Rama memberi tepukan pelan di bahu Shinta,
mengangkat dagunya pelan, menghapus air mata yang seakan tak bisa berhenti
mengalirkan air mata walaupun dia sudah tidak meneruskan kalimatnya.
Tiba-tiba tepuk tangan terdengar lagi, kini
di atas panggung yang tirainya sudah tertutup sempurna.
Lelaki tua berjenggot tebal mendatangi mereka
berdua, menepuk pundak mereka bersamaan.
“Luar
biasa. Emosi yang kalian sampaikan begitu nyata. Hey Shinta, kau benar-benar
menangis karena dialog Kekeh?”
“Kekeh?”
“Ya.
Panggilan bujang lapuk ini dariku, habis dia selalu terkekeh ketika selesai
mengucapkan dialog percintaan.”
Rama tersenyum mendengarnya, memang benar
adanya. Dia melirik ke arah Shinta dari sudut matanya- perempuan itu terpaku.
“Bagus
sekali yang barusan kalian mainkan.”
“Itu
bukan......”
“Yang
barusan itu pasti dialog ciptaan si Rama. Dia memang sering seperti itu,
merencanakan lanjutan dramanya diam-diam dengan lawan mainnya.
Yak
semuanya, waktunya Istirahat.”
Lelaki itu memotong ucapan klarifikasi
Shinta.
Baik Rama maupun lelaki itu sama-sama memilih
untuk tidak mendengarkan penjelasannya.
...
Shinta memandangiku, setelah yang lainnya pergi dari situ meninggalkan
kami berdua di panggung dengan Tirai yang Tertutup ini.

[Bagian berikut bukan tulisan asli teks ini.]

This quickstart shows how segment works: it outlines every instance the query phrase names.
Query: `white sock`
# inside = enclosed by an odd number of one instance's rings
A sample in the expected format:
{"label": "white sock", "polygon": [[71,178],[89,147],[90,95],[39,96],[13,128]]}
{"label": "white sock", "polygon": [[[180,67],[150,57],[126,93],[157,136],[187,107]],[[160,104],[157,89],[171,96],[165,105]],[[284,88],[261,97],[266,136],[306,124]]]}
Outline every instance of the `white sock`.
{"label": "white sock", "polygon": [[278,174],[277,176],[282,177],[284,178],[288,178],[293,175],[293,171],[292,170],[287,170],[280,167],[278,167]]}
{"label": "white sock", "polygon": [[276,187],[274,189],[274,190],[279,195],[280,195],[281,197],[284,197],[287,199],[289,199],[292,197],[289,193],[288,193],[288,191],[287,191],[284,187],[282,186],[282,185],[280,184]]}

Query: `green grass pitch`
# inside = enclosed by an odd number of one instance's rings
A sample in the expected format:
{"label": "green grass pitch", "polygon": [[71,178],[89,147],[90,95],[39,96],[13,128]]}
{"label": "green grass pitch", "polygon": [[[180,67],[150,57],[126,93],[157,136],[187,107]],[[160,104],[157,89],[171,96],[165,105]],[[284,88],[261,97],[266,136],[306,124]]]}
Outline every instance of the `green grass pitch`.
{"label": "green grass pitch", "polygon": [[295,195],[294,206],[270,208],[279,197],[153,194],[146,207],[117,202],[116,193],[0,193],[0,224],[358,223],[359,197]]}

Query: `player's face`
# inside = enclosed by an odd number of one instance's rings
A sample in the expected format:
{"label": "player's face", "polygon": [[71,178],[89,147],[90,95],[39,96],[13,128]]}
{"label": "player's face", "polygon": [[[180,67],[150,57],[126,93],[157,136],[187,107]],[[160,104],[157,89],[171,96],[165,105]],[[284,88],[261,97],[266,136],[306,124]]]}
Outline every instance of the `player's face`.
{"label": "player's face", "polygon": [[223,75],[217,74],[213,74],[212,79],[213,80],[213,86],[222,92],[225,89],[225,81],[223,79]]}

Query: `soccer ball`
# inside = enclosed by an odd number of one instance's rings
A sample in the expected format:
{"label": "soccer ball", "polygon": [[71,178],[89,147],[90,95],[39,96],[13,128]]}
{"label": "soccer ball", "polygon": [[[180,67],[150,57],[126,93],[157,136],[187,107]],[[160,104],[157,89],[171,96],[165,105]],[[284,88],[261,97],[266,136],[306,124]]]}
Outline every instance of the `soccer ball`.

Lelaki tua itu masih berdiri di ujung panggung, mengawasi kami.
“Rama aku bisa jelasin tentang pernikahan
itu.”
“Ya. Kau bisa, jika aku mau dan mampu
mendengarkannya. Tapi aku tidak.”
Dengan langkah cepat aku menjauh darinya. Tidak mampu lagi berdekatan
dengannya- ia menggoyahkan hatiku setiap kali menyaksikan tangisannya.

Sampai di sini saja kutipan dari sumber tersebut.